For the novel's theme, Gaider decided to explore some of the possible stories he seeded in parts of Thedas when he first made the setting; he did not know at first whether they would ultimately be utilized for Origins. Eventually he decided that the novel would be about the history of Ferelden's struggle for independence against the Orlesian Empire, an event referred to many times in the game, with Gaider noting that he and the rest of the development team initially tried to incorporate that story into the narrative for Origins. He recognized that the continuity between the games' narrative and the tie-in material was not "necessarily going to mix that well", noting that it is problematic to incorporate a character originally introduced in the novelizations into the games, as the character ought to be presented in a manner which does not confuse players who do not have knowledge of the tie-in material, while at the same time satisfying players who did read the novels and not giving the impression of "a rehash of what they already know".

==Plot==
The novel opens with the country of Ferelden occupied by the neighbouring Orlesian Empire. Queen Moira, who sought to expel the Orlesians, has been murdered by traitor nobles, but her son Maric has escaped. While attempting to flee the assassins who killed his mother, Maric encounters Loghain, who is part of a band of Fereldan outlaws. Having no real alternatives, Maric joins up with them. However Maric is not able to stay at the outlaw camp long, as an Orlesian army looking for Maric attacks. Yet, Loghain is able to lead Maric to safety by taking him to the Korcari Wilds, a region avoided by most due to its danger. Here they meet the mysterious Witch of the Wilds, who enables them to pass through the Wilds safely. She provides this help on the condition that Maric makes her a promise. The specifics of this promise are unknown. She also tells Maric that a Blight will one day come to Ferelden and gives him a cryptic warning about Loghain's loyalty.

After escaping the Wilds, Maric and Loghain are led to the remaining rebel army by Maric's betrothed, Rowan Guerrin, just in time to defeat an Orlesian army about to attack them using Loghain's aptitude for strategy.

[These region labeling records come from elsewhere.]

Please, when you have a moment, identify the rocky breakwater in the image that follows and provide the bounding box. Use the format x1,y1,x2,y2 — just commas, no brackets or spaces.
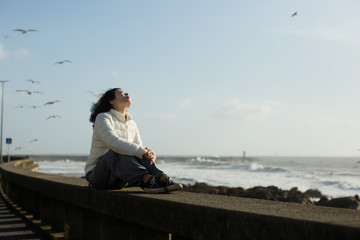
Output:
184,183,360,210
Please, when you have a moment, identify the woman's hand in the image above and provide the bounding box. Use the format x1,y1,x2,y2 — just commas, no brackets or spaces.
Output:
143,148,156,163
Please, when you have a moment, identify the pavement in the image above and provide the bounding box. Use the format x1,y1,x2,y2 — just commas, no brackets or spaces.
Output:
0,195,44,240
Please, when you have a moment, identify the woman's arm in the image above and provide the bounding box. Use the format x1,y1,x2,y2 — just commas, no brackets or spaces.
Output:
94,114,147,158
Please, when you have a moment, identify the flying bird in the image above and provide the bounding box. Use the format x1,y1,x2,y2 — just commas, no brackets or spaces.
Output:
16,90,42,95
29,105,41,109
46,115,61,120
44,100,60,106
26,79,40,84
291,12,298,17
13,29,38,34
54,60,71,65
88,91,102,98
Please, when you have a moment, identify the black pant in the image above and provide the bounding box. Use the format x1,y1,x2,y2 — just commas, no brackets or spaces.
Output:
89,150,165,189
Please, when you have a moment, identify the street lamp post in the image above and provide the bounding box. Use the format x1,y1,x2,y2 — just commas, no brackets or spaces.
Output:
0,80,9,163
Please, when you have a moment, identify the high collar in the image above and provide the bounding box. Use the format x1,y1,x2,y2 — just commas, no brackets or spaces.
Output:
110,109,132,122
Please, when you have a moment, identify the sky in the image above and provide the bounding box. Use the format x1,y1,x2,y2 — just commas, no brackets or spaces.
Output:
0,0,360,157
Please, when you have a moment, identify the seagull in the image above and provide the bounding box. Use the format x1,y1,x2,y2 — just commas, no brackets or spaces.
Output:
88,91,102,98
44,100,60,106
291,12,298,17
47,115,61,120
29,105,40,109
16,90,42,95
26,79,40,84
54,60,71,65
13,29,37,34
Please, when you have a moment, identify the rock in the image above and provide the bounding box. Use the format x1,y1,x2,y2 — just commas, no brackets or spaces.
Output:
315,195,360,210
304,189,323,198
184,183,360,209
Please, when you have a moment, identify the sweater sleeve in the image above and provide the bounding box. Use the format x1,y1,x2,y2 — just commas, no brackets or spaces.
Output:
94,114,146,159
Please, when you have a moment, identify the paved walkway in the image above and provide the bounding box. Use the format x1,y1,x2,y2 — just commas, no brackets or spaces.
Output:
0,195,44,240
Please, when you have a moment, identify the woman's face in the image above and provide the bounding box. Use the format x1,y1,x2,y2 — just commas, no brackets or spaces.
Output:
110,89,131,110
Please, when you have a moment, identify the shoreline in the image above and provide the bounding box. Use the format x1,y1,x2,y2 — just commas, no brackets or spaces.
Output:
184,182,360,210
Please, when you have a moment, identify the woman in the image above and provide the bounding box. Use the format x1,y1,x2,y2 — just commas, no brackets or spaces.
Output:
85,88,183,193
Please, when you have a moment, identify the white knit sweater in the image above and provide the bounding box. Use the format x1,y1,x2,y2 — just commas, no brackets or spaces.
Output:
85,109,146,174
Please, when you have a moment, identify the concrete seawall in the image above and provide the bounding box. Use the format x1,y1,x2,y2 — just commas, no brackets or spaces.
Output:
1,159,360,240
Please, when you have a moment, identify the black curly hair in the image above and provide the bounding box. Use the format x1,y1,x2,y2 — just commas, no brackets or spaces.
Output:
90,88,121,123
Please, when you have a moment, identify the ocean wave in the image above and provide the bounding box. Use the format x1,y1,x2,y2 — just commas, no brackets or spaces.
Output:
248,163,287,173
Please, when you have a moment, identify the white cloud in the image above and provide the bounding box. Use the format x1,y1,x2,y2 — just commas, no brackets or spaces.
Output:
0,44,8,59
271,23,360,43
109,70,119,77
11,48,30,58
214,99,278,120
176,98,192,108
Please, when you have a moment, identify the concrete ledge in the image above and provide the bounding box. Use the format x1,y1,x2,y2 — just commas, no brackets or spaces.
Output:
1,159,360,240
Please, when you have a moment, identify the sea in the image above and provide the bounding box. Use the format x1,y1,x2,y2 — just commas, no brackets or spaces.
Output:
34,156,360,197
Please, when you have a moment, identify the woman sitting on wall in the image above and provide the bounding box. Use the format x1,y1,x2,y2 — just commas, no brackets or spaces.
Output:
85,88,183,193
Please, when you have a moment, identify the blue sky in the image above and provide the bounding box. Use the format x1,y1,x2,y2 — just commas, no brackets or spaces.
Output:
0,0,360,156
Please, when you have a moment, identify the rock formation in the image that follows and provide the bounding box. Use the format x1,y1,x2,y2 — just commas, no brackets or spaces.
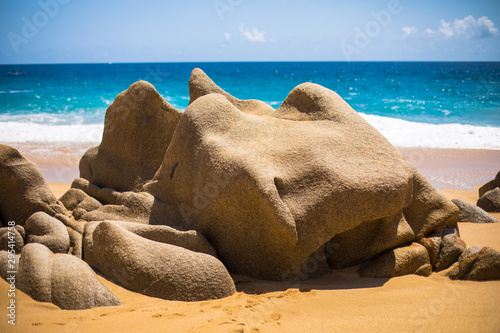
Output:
477,172,500,212
144,70,458,280
0,144,63,226
0,69,500,309
0,244,121,310
477,187,500,212
451,199,498,223
25,212,70,253
358,243,432,278
80,81,181,191
93,222,236,301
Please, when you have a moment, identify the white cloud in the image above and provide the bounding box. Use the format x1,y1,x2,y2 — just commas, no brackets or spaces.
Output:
240,25,267,43
402,27,418,39
425,15,498,39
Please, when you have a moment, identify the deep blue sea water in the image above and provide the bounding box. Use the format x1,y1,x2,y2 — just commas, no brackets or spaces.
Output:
0,62,500,149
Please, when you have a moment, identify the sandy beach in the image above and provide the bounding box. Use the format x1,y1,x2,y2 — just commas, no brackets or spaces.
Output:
0,146,500,332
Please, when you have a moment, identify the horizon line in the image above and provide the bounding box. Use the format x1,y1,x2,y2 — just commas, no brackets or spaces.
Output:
0,60,500,66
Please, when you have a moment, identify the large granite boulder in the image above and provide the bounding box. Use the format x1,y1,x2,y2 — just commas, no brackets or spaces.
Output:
93,222,236,301
25,212,70,253
358,243,432,278
0,144,63,226
451,199,498,223
477,187,500,212
144,71,458,280
9,243,121,310
80,81,181,191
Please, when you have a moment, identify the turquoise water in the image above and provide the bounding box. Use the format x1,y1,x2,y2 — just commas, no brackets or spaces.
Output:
0,62,500,148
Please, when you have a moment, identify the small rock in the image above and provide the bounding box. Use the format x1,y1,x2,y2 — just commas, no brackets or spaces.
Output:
477,187,500,212
0,225,24,253
93,222,236,301
435,227,467,272
16,244,121,310
83,221,217,265
0,144,57,226
479,172,500,197
443,246,500,281
25,212,70,253
451,199,498,223
358,243,432,278
419,227,466,272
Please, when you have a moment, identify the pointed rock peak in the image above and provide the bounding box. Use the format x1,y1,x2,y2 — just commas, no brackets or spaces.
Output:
189,68,275,116
276,83,356,121
115,80,181,114
189,68,226,104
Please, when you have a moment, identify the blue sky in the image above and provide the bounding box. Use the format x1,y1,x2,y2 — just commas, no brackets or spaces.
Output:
0,0,500,64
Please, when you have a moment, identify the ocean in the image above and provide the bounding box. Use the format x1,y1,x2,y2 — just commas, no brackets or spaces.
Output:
0,62,500,149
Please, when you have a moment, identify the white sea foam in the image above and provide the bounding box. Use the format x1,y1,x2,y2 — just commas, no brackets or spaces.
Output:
0,113,500,149
0,122,104,143
360,113,500,149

The next few years see Maric, Loghain and Rowan become close friends as they strengthen the rebel army until it is in a position to take Gwaren, a Fereldan town. Katriel, an elf woman who claims to be a messenger, warns them of an impending attack on Gwaren and they are able to repel it. After this, Katriel and Maric begin a relationship. However, Katriel is a spy for Meghren, the Orlesian King of Ferelden. She provides Maric with false information that convinces him to attack the town of West Hill. This attack results in massive loss of life for the rebel army, and Maric, Loghain and Rowan being separated from the remainder of the army.

Regretting her deception and developing real feelings for Maric, Katriel leads Maric, Loghain and Rowan to the Deep Roads, a series of tunnels, in order to return to Gwaren. After facing the dangers of the Deep Roads, including giant spiders and darkspawn, and escaping in the company of a dwarven warband, whom Maric convinces to join the rebellion, the group reach the surface. Once they return to Gwaren, they find the remnants of the rebel army and once again secure the town against an Orlesian army sent to wipe out the last remnants of the rebellion. Maric's miraculous return inspires nationwide revolution by the Fereldan people against Orlesian rule, and Meghren's heavy-handed efforts to restore order only cause further insurrection and his reluctant allies amongst the Fereldan nobility to side with Maric.

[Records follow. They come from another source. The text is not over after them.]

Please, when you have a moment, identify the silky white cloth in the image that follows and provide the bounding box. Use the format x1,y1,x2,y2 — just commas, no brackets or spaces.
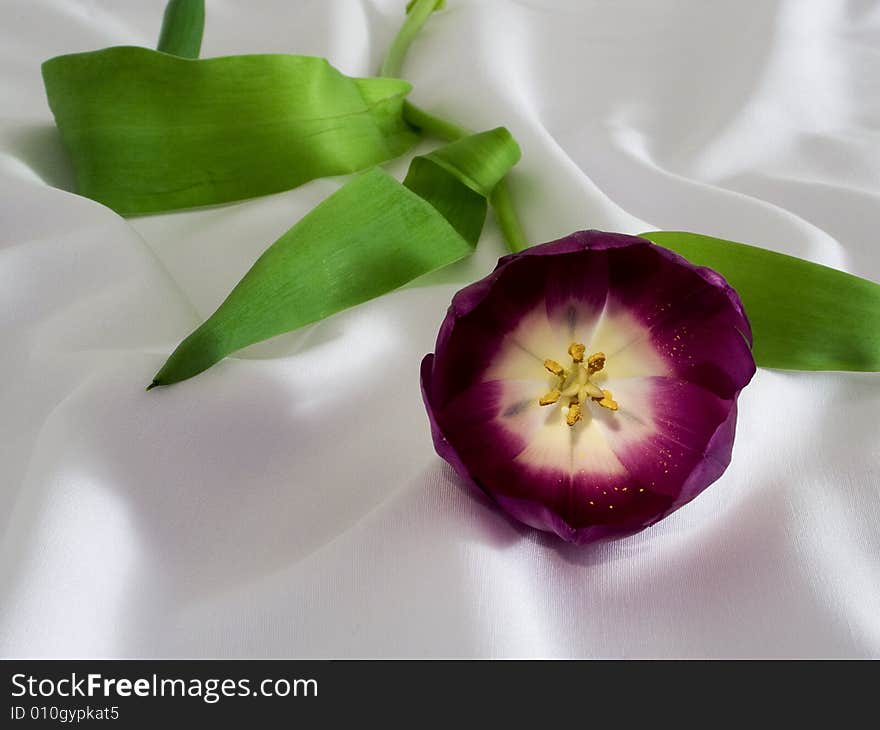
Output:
0,0,880,657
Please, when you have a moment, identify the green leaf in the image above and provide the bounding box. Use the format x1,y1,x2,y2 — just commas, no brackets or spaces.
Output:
43,47,418,215
403,127,520,245
156,0,205,58
150,130,519,388
641,231,880,371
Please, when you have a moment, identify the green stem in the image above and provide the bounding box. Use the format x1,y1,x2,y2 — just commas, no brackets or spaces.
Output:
380,0,529,253
379,0,445,78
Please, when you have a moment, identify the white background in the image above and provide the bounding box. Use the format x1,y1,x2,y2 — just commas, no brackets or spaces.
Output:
0,0,880,657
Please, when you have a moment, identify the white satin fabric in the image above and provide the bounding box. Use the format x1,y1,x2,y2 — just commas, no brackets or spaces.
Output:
0,0,880,657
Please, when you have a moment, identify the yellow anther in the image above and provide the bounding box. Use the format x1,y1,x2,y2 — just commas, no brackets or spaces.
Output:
594,390,617,411
538,388,562,406
568,342,587,362
544,360,565,378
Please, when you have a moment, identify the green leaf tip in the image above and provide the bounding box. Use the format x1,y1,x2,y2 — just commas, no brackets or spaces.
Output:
641,231,880,372
156,0,205,58
154,129,519,385
406,0,446,15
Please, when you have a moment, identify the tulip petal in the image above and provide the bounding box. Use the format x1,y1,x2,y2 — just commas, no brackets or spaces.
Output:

By this time, Loghain and Rowan have formed a romantic bond (in part due to Maric abandoning Rowan for Katriel), but Loghain has also discovered Katriel's betrayal and reveals it to Maric, omitting that Katriel had reneged on her orders out of love for Maric. After discovering her actions, Maric kills Katriel in blind rage, only to discover later that Katriel had been loyal out of love for him; Loghain wished to impress on Maric the importance of a king doing what has to be done, as opposed to what he wants to do. Following her death, Loghain encourages Rowan to become Maric's wife and queen, for Maric and Ferelden's benefit. She agrees (though the relationship between Maric and Loghain becomes much colder as a result of this and Katriel's death) and with increased momentum and growing outrage at the continuing cruelty of the Orlesians, there is now widespread support for Maric and the rebel cause. Victory is all but assured for the rebels. Maric also exacts justice on the traitor nobles who murdered his mother, luring them to a meeting under the pretense of a truce, then killing them for their crimes, before Loghain and Rowan break the back of Meghren's armies at the Battle of River Dane, ensuring Meghren's downfall and the eventual defeat of the occupation.

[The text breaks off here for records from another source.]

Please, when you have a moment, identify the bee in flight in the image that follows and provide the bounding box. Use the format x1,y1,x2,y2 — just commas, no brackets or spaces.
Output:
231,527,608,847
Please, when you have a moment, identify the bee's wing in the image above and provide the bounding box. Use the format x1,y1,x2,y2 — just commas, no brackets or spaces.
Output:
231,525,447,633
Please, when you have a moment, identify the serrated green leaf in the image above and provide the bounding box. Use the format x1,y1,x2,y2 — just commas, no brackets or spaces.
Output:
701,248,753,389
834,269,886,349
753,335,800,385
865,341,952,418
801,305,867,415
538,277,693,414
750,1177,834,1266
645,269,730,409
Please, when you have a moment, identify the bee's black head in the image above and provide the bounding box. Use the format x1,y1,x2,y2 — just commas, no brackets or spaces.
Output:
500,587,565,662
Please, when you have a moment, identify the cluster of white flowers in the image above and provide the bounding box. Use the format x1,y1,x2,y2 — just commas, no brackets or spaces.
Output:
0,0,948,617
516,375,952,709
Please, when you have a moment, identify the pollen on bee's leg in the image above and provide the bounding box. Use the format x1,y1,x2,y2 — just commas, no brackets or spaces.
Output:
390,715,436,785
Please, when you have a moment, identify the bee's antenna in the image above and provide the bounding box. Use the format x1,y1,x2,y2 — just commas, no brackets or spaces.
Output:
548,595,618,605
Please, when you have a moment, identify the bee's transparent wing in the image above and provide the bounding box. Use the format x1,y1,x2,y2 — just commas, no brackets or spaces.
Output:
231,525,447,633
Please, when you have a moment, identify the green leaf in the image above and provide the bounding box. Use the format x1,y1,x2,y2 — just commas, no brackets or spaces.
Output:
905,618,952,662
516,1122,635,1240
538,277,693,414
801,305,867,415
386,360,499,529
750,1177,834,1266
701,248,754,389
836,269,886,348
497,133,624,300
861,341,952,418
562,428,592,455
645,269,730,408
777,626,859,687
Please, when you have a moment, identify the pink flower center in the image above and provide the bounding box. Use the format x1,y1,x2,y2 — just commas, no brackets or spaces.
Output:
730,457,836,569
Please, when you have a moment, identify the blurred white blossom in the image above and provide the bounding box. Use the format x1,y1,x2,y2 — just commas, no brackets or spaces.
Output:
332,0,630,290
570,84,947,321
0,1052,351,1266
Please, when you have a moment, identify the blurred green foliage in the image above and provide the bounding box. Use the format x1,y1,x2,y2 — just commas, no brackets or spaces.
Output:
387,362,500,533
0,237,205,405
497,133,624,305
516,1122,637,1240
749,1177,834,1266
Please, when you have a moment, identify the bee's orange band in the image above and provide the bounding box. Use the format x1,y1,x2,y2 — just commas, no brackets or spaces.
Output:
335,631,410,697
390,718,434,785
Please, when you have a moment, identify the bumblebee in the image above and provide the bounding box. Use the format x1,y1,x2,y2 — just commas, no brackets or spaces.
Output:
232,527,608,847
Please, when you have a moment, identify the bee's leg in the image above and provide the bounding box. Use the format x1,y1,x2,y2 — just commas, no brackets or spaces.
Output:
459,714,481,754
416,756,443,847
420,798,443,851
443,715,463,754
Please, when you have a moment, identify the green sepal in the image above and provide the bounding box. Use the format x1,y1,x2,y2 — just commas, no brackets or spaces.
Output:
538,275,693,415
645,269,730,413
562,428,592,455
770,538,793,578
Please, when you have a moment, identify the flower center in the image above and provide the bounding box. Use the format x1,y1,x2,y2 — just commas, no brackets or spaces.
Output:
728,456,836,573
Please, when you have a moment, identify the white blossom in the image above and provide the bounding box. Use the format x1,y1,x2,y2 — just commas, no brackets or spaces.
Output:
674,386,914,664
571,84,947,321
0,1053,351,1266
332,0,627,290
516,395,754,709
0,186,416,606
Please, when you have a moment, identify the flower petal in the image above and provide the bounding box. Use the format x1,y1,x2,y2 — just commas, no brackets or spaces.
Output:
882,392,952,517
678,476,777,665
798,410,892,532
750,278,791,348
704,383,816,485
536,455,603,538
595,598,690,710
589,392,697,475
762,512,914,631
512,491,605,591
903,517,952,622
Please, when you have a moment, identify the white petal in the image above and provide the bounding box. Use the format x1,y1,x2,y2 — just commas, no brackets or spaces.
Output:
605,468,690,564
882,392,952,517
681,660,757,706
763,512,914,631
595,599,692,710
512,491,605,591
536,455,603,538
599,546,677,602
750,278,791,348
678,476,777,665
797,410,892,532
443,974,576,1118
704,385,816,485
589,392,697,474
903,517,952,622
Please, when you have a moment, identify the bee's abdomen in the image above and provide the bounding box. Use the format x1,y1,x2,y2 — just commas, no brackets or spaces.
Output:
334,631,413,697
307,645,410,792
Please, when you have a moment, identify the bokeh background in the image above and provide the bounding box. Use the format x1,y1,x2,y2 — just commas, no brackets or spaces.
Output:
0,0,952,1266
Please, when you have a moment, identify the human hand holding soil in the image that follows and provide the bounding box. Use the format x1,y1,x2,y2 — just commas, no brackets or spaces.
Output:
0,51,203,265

The novel closes with Mother Ailis, a Chantry priestess who once lived within the outlaw camp, telling Maric and Rowan's son Cailan stories of his father; after the victory at River Dane, Orlais abandoned its occupation of Ferelden as a lost cause, and after three more years of war, Denerim fell to the rebels after a long siege, Meghren was overthrown and executed for his crimes and Maric is crowned as king. Ailis tells that Maric has become a popular king, Loghain has become a powerful lord and has married and had a daughter, and that Rowan has died after a long illness. After relating this, Ailis hobbles after Cailan, who has run off into the distance.

==Reception==
Matt Litten, writing for VGBlogger.com, commented on The Stolen Throne's dark and mature tone, noting that "Gaider doesn't hold much back in describing the harrowing nature of battle" and that the novel's overall depiction of violence is "much more intense than most fantasy novels". He concluded that the novel "serves its purpose beautifully" as a tie-in prequel, and that its story is "very well written, and the strong character relationships that develop will surely tug on your emotions". RPGWatch concluded that reading The Stolen Throne will enhance the immersive experience of Origins for players, though the novel is found to be uneven quality with flaws like "occasionally clumsy writing", "plot points given away in advance", as well as overuse of typical fantasy and romance clichés. Nevertheless, Gaider's enthusiasm for the novel's setting was complimented, and that the kingdom of Ferelden "springs to life in all of its endearingly clichéd splendor" from his earnest articulation.

Nick Gazin from Vice praised The Stolen Throne as a great read. Clive Webster from Bit-Tech was enthused about The Stolen Throne and said that it "does read like a typical fantasy book and not merely a narration of a video game". Gamesradar recommended that readers who intend to explore the Dragon Age novel series should start from The Stolen Throne.

==Sequel==
A sequel to The Stone Throne, Dragon Age: The Calling, was released on October 13, 2009. Also written by David Gaider, the novel is centered on the relationship between King Maric Theirin and the Grey Wardens; Maric allowed the latter to return to Ferelden after they were exiled by his predecessor two hundred years ago. One of the Wardens apparently defects and aligns himself with the darkspawn, and the Wardens seek help from Maric and Loghain to find him. A deluxe edition of The Calling was also released by Dark Horse Books on December 12, 2018.